Comment # 6
on bug 1158
from Ken McDonell
Just noticed that PDU trace output is suppressed in __pmDumpResult (happened
about 2 years ago, have not had to look there lately!).
So there are a bucketload of PDU exchanges ...
73748 [10995]pmXmitPDU: FETCH fd=8 len=168
...
74986 9840: 8588cc18
<IN HERE>
74987 pmResult dump from 0x7f5b9c393860 timestamp: 1469563519.653328
20:05:19.653 numpmid: 35
and if these timed out or other badness happened we'd be none the wiser other
than the <noname> metrics names and ??? instance names in the pmDumpResult
output that follows.
This means the PDU exchanges after the pmDumpResult output make no sense at
all!
773084 inst [1 or ???] value 3873205428 -5.2046292e+23 0xe6dc6cb4
<HERE>
773085 [10995]pmXmitPDU: DESC_REQ fd=8 len=16
773086 000: 10 7004 0 1600000f
773087 [10995]pmGetPDU: DESC fd=8 len=32 from=0
773088 000: 20 7005 0 4900000f 1000000 100000f 1000000
200001
Request PMID 1600000f annswer comes back for PMID 4900000f
773089 [10995]pmXmitPDU: PMNS_IDS fd=8 len=24
773090 000: 18 700d 0 0 1000000 1600000f
773091 [10995]pmGetPDU: DESC fd=8 len=32 from=0
773092 000: 20 7005 0 1600000f 3000000 ffffffff 1000000
200001
Protocol botch ... this looks like the answer for the DESC_REQ above.

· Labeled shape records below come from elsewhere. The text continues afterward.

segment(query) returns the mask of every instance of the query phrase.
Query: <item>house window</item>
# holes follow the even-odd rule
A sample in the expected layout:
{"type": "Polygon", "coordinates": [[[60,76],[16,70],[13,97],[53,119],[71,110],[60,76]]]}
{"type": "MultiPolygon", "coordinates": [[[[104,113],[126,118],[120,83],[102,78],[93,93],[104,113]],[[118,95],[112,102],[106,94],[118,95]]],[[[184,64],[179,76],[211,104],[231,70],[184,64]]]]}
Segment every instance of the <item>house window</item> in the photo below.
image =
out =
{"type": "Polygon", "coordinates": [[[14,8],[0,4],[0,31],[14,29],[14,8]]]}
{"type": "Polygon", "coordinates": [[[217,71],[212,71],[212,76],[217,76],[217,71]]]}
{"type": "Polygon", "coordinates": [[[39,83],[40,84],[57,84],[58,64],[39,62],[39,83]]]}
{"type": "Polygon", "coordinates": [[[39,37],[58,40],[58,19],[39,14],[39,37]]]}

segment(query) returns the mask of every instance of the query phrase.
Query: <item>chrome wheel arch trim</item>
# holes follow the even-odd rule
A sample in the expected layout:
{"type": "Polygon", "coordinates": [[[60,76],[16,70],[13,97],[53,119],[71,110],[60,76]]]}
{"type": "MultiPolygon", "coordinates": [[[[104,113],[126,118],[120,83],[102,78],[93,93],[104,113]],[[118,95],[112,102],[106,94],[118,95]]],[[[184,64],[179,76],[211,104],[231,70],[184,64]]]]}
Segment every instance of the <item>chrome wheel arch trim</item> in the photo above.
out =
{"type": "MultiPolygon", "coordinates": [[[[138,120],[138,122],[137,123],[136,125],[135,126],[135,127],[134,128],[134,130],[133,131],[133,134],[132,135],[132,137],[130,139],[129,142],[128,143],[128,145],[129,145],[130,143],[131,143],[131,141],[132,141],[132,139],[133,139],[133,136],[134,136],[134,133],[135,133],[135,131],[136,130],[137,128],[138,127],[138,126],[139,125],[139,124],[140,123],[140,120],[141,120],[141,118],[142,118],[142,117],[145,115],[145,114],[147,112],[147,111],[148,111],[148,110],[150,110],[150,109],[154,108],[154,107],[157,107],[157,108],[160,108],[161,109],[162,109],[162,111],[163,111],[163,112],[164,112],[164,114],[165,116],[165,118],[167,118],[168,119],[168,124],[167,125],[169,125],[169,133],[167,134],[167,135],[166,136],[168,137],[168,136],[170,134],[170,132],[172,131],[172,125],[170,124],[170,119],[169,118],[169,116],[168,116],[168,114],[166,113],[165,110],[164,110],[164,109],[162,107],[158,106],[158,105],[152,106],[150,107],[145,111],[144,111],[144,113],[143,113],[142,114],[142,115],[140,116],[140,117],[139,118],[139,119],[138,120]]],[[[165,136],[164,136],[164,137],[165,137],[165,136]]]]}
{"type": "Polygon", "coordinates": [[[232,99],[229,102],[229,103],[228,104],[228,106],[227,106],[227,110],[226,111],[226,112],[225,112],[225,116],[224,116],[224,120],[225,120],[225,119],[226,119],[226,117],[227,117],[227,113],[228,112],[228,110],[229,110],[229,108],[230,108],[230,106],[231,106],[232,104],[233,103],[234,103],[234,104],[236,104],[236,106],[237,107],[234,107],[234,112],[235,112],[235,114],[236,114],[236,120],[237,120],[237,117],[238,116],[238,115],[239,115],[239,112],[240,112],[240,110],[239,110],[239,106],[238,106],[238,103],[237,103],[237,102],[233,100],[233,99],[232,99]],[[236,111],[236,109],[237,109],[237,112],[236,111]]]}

773093 [10995]pmXmitPDU: DESC_REQ fd=8 len=16
773094 000: 10 7004 0 1400000f
773095 [10995]pmGetPDU: PMNS_NAMES fd=8 len=48 from=0
773096 000: 30 700e 0 13000000 0 1000000 12000000
6e72656b
773097 008: 612e6c65 632e6c6c 732e7570 7e7e7379
773098 [10995]pmXmitPDU: DESC_REQ fd=8 len=16
773099 000: 10 7004 0 2000000f
773100 [10995]pmGetPDU: DESC fd=8 len=32 from=0
773101 000: 20 7005 0 1400000f 3000000 ffffffff 1000000
200001
And more of the same.
I suspect a PDU has been sent from pmcd after pmweblog detected a timeout and
marked a context as expired or bad ... and thereafter the synchronous
pmcd-client protocol is all out of whack.